Byline: Taylor Hill
REDDING — At its Sept. 16 meeting, the California Fish and Game Commission agreed to push back the original Oct. 1 enforcement date to implement 49 new Marine Protected Areas — no-take zones — along Southern California’s coast to Jan. 1, 2012.
The commission was forced to change the implementation plan after the state Office of Administrative Law (OAL) rejected the proposed South Coast Region regulations — formulated under a process created after the passage of the Marine Life Protection Act (MLPA) initiative. The OAL oversees new agency regulations, making sure documents are clear, necessary, legally valid and available to the public.
“A lot of people were alarmed by the wording of the notice — and this is kind of an unusual notice to see,” said Fish and Game Commission executive director Sonke Mastrup. “But it’s not uncommon for commission staff to deal with these types of issues directly with OAL.”

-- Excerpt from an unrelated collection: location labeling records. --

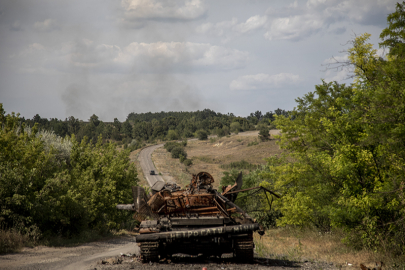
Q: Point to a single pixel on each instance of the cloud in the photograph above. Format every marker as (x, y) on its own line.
(170, 57)
(230, 29)
(298, 22)
(16, 26)
(252, 23)
(263, 81)
(163, 9)
(46, 26)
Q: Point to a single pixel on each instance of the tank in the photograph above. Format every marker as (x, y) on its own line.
(196, 220)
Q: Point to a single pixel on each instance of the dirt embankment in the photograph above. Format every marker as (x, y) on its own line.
(212, 154)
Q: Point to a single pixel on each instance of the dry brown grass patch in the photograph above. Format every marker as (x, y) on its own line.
(170, 168)
(293, 244)
(11, 241)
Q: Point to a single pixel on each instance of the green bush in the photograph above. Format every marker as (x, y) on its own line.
(188, 162)
(60, 186)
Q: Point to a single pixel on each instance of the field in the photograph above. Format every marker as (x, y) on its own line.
(210, 154)
(284, 243)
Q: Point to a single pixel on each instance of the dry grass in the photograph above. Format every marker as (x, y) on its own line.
(170, 168)
(293, 244)
(210, 154)
(11, 241)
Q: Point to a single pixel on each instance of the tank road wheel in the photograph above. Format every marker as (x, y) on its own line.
(243, 248)
(150, 251)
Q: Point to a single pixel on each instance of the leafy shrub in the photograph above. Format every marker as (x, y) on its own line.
(188, 162)
(43, 189)
(264, 133)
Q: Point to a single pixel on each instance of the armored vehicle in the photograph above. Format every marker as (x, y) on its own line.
(195, 220)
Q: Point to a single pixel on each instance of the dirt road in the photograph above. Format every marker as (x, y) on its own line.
(145, 159)
(68, 258)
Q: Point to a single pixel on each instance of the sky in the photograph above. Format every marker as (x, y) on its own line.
(110, 58)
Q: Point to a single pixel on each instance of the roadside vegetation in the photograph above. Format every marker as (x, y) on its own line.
(52, 186)
(341, 173)
(143, 128)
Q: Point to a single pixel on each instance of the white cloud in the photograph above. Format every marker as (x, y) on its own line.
(263, 81)
(293, 28)
(163, 9)
(46, 26)
(297, 22)
(169, 57)
(252, 23)
(230, 29)
(16, 26)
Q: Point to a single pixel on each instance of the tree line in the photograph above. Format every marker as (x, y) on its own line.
(344, 160)
(149, 127)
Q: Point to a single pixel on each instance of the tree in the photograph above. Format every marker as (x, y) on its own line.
(117, 125)
(127, 129)
(258, 115)
(394, 35)
(202, 134)
(94, 120)
(264, 133)
(235, 127)
(345, 163)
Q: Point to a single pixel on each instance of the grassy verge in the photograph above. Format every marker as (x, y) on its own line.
(12, 241)
(310, 245)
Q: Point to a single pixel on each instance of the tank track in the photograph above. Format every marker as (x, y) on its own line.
(150, 251)
(243, 248)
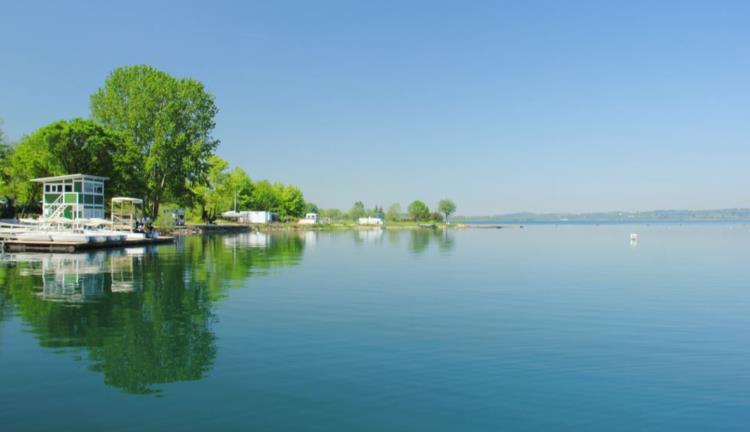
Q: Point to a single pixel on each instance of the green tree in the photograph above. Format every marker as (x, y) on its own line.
(264, 196)
(419, 211)
(166, 124)
(213, 194)
(63, 147)
(241, 186)
(357, 211)
(311, 208)
(446, 207)
(291, 202)
(394, 212)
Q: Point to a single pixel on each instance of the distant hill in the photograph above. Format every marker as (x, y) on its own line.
(739, 214)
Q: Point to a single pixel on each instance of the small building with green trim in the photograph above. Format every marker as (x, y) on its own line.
(74, 196)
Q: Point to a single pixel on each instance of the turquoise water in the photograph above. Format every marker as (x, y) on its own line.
(543, 328)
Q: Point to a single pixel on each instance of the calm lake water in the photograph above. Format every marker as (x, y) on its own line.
(544, 328)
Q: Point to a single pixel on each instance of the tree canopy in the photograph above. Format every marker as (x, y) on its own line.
(62, 147)
(446, 207)
(419, 211)
(166, 124)
(357, 211)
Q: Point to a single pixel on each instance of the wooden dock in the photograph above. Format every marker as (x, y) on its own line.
(70, 247)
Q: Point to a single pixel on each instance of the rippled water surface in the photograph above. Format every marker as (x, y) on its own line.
(543, 328)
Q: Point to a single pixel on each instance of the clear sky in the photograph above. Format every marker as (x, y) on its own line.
(503, 106)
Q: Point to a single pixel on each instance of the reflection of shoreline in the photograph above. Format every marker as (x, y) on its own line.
(143, 315)
(79, 278)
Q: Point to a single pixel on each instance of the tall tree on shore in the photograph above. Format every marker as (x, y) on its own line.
(419, 211)
(357, 211)
(446, 207)
(166, 124)
(394, 212)
(62, 147)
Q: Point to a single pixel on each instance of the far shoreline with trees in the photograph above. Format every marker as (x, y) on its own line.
(151, 134)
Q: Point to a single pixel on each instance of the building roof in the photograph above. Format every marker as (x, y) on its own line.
(69, 177)
(127, 199)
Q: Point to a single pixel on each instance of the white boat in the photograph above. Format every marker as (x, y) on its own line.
(135, 236)
(34, 236)
(63, 236)
(97, 236)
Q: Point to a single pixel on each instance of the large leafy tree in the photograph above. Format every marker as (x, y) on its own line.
(264, 196)
(394, 212)
(358, 210)
(166, 123)
(63, 147)
(419, 211)
(217, 194)
(446, 207)
(291, 201)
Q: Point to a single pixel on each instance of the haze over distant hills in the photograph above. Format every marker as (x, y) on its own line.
(737, 214)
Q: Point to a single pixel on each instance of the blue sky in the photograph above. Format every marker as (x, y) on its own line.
(503, 106)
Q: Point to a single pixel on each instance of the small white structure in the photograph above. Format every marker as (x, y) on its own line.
(259, 217)
(75, 196)
(310, 219)
(370, 221)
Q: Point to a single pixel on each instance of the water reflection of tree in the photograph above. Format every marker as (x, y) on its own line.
(421, 239)
(153, 325)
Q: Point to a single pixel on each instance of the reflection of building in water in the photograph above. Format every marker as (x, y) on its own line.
(81, 277)
(370, 236)
(73, 278)
(310, 237)
(122, 269)
(250, 239)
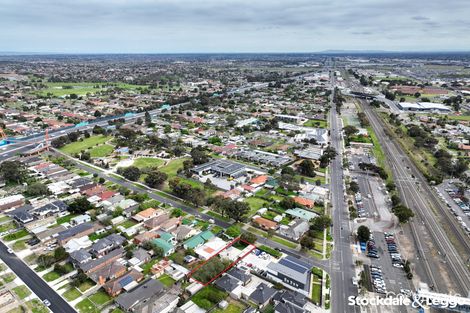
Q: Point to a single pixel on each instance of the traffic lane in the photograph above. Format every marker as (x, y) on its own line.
(194, 212)
(34, 282)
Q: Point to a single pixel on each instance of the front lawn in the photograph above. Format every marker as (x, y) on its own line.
(8, 278)
(172, 167)
(71, 294)
(22, 292)
(51, 276)
(128, 223)
(148, 162)
(86, 306)
(316, 123)
(101, 151)
(19, 245)
(232, 308)
(86, 285)
(36, 306)
(166, 280)
(208, 296)
(76, 147)
(17, 235)
(100, 298)
(256, 204)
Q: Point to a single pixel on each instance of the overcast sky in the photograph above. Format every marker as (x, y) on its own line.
(165, 26)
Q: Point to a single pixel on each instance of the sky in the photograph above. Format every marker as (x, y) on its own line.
(197, 26)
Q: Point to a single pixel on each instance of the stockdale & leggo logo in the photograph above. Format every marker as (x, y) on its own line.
(415, 301)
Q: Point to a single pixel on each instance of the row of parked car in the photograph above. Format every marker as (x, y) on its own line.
(361, 212)
(372, 251)
(461, 204)
(397, 261)
(377, 279)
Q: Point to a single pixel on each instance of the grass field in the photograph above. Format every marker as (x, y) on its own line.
(459, 117)
(101, 151)
(17, 235)
(172, 167)
(51, 276)
(100, 298)
(255, 204)
(71, 294)
(86, 306)
(166, 280)
(148, 162)
(22, 292)
(207, 296)
(76, 147)
(19, 245)
(36, 306)
(316, 123)
(82, 88)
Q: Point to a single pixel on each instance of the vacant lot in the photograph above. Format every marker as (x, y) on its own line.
(148, 162)
(101, 151)
(76, 147)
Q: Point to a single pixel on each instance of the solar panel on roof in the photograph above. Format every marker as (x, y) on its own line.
(294, 266)
(125, 281)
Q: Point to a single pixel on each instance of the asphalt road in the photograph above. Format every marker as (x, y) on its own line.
(323, 264)
(342, 267)
(420, 199)
(34, 282)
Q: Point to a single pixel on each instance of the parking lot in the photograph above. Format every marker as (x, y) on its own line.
(393, 276)
(448, 192)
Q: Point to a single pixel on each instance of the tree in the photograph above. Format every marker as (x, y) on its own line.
(288, 203)
(363, 233)
(155, 179)
(320, 222)
(307, 242)
(403, 213)
(130, 172)
(199, 156)
(249, 237)
(350, 130)
(37, 189)
(237, 210)
(13, 172)
(80, 205)
(233, 231)
(307, 168)
(353, 186)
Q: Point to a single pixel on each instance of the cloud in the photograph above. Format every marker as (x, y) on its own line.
(231, 26)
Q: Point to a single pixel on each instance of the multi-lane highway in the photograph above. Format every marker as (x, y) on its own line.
(342, 266)
(421, 199)
(34, 282)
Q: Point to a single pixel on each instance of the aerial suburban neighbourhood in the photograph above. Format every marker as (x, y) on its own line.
(133, 180)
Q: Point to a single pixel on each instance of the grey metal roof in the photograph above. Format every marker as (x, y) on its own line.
(263, 293)
(139, 294)
(292, 268)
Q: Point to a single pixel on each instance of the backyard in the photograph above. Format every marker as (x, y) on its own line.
(77, 146)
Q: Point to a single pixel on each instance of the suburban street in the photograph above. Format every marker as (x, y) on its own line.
(323, 264)
(34, 282)
(420, 199)
(342, 266)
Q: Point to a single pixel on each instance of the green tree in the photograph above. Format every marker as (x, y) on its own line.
(363, 233)
(307, 168)
(155, 179)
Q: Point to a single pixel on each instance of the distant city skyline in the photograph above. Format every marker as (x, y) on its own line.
(210, 26)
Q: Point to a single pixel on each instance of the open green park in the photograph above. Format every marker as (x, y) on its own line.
(87, 143)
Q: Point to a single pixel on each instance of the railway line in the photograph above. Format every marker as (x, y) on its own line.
(414, 199)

The OAL listed a number of reasons for its decision to disapprove the planned regulatory action, including the Fish and Game Commission’s failure to provide reasons for rejecting alternative MPA plans that were considered in the planning process, failure to respond to all of the public comments made regarding the closures, failure to form a statement of specific purpose for adoption of each closure and failure to explain why each provision of the adopted regulations is required to carry out the MLPA’s goal.
The commission is hoping to resubmit the South Coast Marine Protected Areas regulatory file by Nov. 1, and is attempting to make revisions necessary to meet the demands of the OAL. The revised regulations will then be re-reviewed by the OAL, which is expected to make a decision by Dec. 16. If the revisions are approved, the regulations would be finalized.
“It’s important we comply with all of the requirements of administrative law in California,” said Fish and Game commissioner Michael Sutton. “We’re fortunate to have the OAL’s help in doing that.”
While commissioners said they saw the delay as an opportunity to better inform anglers and affected ocean users of the new regulations, George Osborne of the Partnership for Sustainable Oceans — an organization that has represented anglers and boater’s interests throughout the MLPA process — said the delay gives the commission the chance to look at all of the dangers to marine life without singling out anglers.
“This so-called MLPA Initiative project has been on a fast track since its beginning, while ignoring statutory requirements and with decisions being made in private meetings behind closed doors — resulting in lawsuits and increased scrutiny from the OAL,” Osborne said. “With the delay in the effective date, you now have an opportunity to address real issues addressing harm to the ocean environment, and not just single out fishing.”
On Dec. 15, 2010, the Fish and Game Commission adopted regulations to create a series of Marine Protected Areas — essentially no fishing, or no-take zones — in the South Coast study region. Developed pursuant to the MLPA, the network of 49 MPAs and three special closures covers approximately 354 square miles of state waters and represents around 15 percent of the region.
The South Coast Region would be the third of five regions to get MPAs implemented through the MLPA process.